This is a prerelease version.

View latest

Configuring Jobs

Before submitting a job to a cluster, you can configure its name, whether to record metrics, and how it behaves when cluster members fail.

Job Configuration Options

These are the available configuration options for jobs.

Option Usage Allowed Value Default Value

processingGuarantee

Set the strategy for taking snapshots of running jobs.

Snapshots use additional in-memory storage.

NONE

AT_LEAST_ONCE

EXACTLY_ONCE

Depends on the source or sink.

snapshotIntervalMillis

Set the interval in milliseconds between each snapshot. This interval is only relevant if the processingGuarantee setting is not NONE.

positive INT

10000

autoScaling

Enable jobs to scale automatically when new members are added to the cluster or existing members are removed from the cluster.

boolean

true

splitBrainProtectionEnabled

In case of a network partition, enable a job to continue running only on the cluster quorum.

boolean

false

suspendOnFailure

Sets what happens when a job execution fails.

  • If enabled, the job will be suspended on failure. A snapshot of the job’s computational state will be preserved. You can update the configuration of a suspended job and resume it programmatically or using SQL.

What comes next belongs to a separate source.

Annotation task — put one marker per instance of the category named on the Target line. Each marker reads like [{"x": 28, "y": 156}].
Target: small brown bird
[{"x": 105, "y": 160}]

  • If disabled, the job will be terminated and the job snapshots will be deleted.

boolean

true

initialSnapshotName

Name the snapshot from which to start the job.

string

''

Setting the Job Name

Each job has a cluster-wide unique ID and an optional name. Only one job with the same name can be running in the cluster at the same time.

  • Java

  • SQL

JobConfig.setName('myJob');
When a job is already running with the same name, the newly submitted one will fail. You can avoid this by using the JetService.newJobIfAbsent() method.
CREATE JOB myJob

Setting a Processing Guarantee for Streaming Jobs

When you set a processing guarantee that isn’t NONE, Hazelcast takes distributed snapshots of your jobs. The distributed snapshot algorithm works by sending barriers down the event stream which upon receiving causes the Jet processors to save their state as a snapshot. Snapshots are saved in-memory in map backups and replicated across the cluster.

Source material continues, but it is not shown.